Judge Muhammad bin Saeed bin Kabbun and his jurisprudential views
DOI:
https://doi.org/10.61821/v19i2.0175Keywords:
Ibn Kabbun, Aden jurists, - jurisprudential opinionAbstract
The research defines the life of Judge Muhammad bin Said Kabbun (d. 842 H) and compiles his scattered jurisprudential opinions found in the books of Shafi'i jurisprudence, presenting them in a concise study. The research aims to introduce Judge Ibn Kabbun and highlight his scholarly status within the madhhab. Ibn Kabbun was born in Aden, where he grew up and was buried. He served as a judge there for forty years.
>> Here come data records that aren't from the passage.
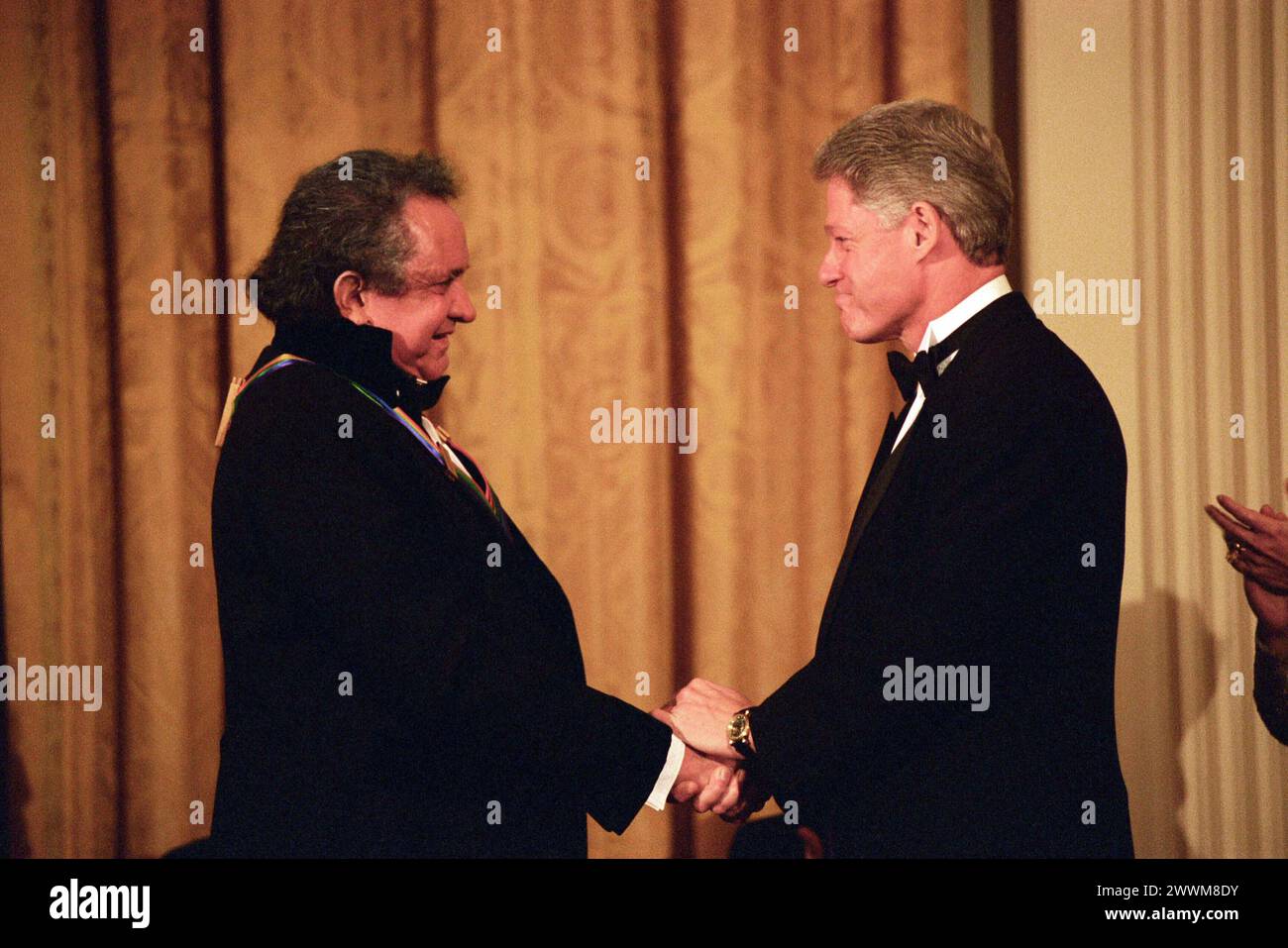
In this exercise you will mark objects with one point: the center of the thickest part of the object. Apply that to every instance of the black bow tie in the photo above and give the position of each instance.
(416, 397)
(909, 372)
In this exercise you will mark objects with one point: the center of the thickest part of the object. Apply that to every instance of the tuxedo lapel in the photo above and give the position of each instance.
(879, 478)
(970, 340)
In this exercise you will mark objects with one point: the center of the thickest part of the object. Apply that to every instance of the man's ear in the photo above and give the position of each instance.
(925, 226)
(347, 290)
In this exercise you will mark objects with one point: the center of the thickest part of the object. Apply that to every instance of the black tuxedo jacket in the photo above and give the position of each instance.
(471, 729)
(993, 536)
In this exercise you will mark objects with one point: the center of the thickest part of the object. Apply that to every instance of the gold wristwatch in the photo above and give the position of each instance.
(738, 732)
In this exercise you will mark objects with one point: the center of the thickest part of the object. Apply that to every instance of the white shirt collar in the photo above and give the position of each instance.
(943, 326)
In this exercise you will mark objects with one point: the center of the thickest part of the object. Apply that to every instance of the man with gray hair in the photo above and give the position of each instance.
(961, 695)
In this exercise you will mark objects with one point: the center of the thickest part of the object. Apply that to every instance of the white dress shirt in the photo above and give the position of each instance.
(941, 327)
(670, 771)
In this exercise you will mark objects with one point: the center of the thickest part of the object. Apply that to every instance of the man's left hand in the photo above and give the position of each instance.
(699, 712)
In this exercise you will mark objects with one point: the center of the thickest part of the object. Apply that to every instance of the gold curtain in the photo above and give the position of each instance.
(1127, 170)
(640, 211)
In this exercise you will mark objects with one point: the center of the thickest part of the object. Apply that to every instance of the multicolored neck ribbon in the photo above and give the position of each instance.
(432, 438)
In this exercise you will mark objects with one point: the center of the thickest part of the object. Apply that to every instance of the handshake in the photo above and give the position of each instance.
(713, 776)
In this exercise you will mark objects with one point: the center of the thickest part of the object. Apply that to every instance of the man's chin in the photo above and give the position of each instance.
(858, 329)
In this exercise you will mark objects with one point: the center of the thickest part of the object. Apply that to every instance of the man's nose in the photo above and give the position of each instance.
(828, 273)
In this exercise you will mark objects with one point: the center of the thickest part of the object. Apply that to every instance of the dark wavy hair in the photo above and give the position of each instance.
(331, 223)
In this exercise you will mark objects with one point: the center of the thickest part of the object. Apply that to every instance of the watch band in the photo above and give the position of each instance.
(743, 745)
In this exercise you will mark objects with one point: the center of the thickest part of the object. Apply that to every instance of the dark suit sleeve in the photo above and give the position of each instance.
(626, 751)
(1270, 691)
(993, 575)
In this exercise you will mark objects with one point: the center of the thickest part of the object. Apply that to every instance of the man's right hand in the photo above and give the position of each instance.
(708, 785)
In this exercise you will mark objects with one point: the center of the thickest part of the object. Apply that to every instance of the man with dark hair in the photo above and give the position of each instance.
(402, 673)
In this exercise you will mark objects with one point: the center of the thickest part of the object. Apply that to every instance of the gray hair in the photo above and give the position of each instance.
(336, 222)
(889, 154)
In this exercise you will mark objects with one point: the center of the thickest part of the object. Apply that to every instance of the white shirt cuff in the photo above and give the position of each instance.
(670, 771)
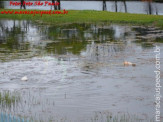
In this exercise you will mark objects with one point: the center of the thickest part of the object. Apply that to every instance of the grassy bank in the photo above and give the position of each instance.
(75, 16)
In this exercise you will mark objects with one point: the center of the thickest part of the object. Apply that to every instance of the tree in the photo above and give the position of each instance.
(22, 4)
(125, 5)
(104, 5)
(116, 7)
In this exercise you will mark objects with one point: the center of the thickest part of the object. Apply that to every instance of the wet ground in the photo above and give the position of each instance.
(76, 73)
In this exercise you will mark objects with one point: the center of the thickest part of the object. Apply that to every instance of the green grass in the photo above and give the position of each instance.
(87, 16)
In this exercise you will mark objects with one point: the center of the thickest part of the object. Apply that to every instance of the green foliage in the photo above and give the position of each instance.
(89, 16)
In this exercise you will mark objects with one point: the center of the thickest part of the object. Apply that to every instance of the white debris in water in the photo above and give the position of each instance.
(24, 78)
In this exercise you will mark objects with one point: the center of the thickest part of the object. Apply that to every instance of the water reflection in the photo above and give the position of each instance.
(114, 6)
(24, 37)
(76, 69)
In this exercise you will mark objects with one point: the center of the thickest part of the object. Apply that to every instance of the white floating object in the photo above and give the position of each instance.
(24, 78)
(126, 63)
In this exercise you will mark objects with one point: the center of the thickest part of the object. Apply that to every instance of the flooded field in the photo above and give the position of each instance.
(121, 6)
(76, 73)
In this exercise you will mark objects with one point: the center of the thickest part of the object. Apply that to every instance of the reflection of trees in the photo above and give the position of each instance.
(125, 5)
(22, 4)
(56, 7)
(104, 5)
(116, 7)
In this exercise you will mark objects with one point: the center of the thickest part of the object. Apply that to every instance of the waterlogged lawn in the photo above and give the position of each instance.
(81, 16)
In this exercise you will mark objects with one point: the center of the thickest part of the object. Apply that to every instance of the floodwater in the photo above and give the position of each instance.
(131, 6)
(75, 72)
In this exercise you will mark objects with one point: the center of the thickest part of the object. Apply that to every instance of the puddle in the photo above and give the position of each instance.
(75, 72)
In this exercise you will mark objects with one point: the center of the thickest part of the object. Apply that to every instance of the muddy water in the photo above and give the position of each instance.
(76, 73)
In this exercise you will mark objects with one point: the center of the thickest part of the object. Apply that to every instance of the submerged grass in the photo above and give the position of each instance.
(7, 98)
(87, 16)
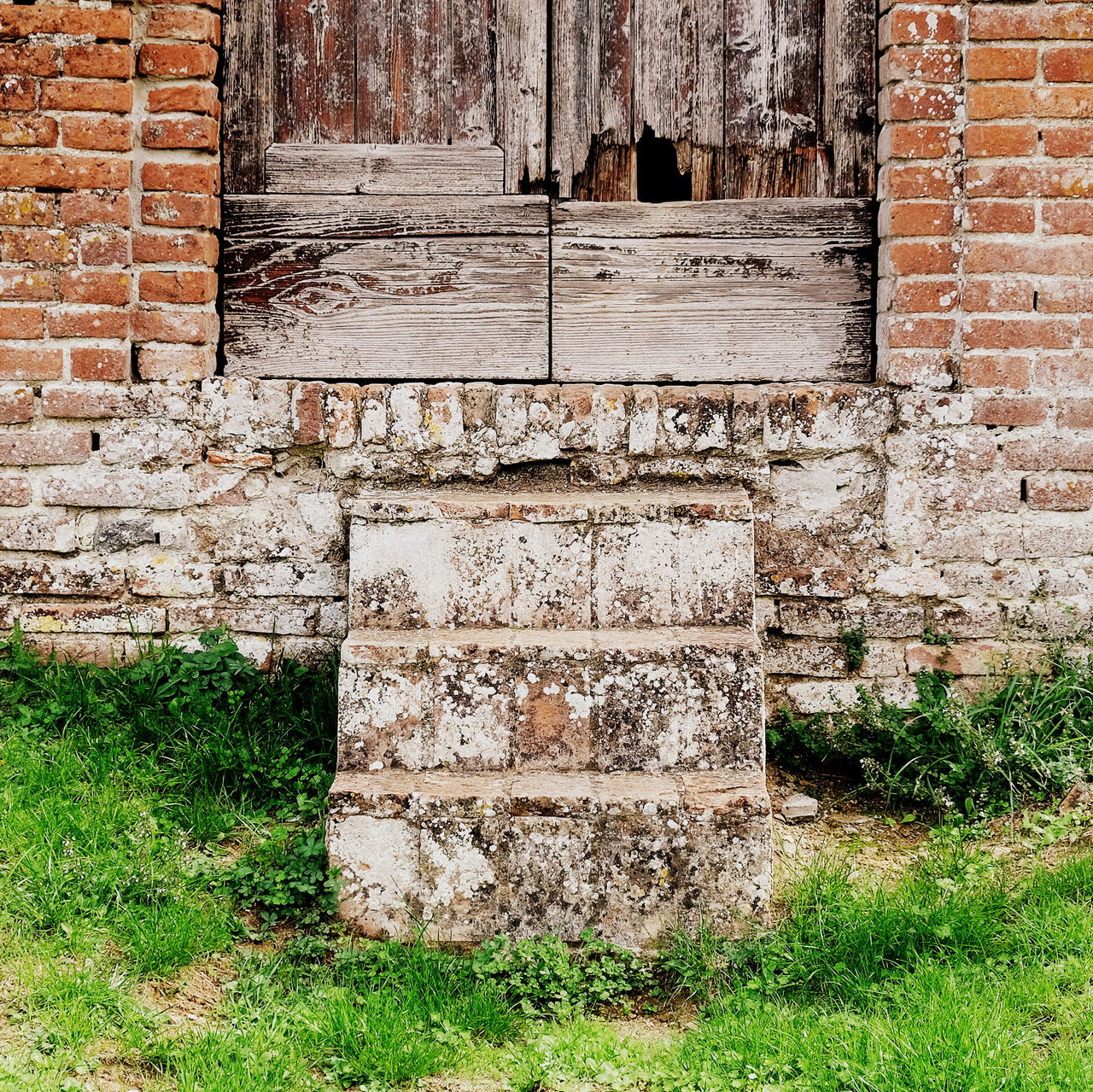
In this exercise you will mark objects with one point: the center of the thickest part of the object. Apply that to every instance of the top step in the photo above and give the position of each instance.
(551, 558)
He sought knowledge first in Aden, then traveled and was authorized by the scholars of his time in Yemen and Hejaz. He also sought authorization through correspondence from scholars in Egypt and the Levant. Then he assumed the judiciary, arbitrated, reconciled people, taught, issued fatwas, and authored works. For this purpose, I followed the inductive and analytical approach, gathering his statements and dividing them into jurisprudential sections such as acts of worship and transactions. I studied them all and demonstrated Ibn Kabbun's jurisprudential methodology, showing how he used jurisprudential principles, cared about legal objectives, and applied contextual Ijtihad by actualizing the connection to real incidents. The number of issues reached twenty-five jurisprudential issues mentioned by the madhhab jurists in their books, distributed across various jurisprudential sections. Judge Ibn Kabbun adhered to the Shafi'i madhhab in principles and branches, deviating only in one issue due to the clarity of the legal objective, adopting the Malik and Ahmad madhhabs. The Shafi'i madhhab jurists agreed with Judge Ibn Kabbun in most of the issues mentioned about him and even cited them in their fatwas, except for two issues they disagreed with him on, and a third where he deviated from the madhhab.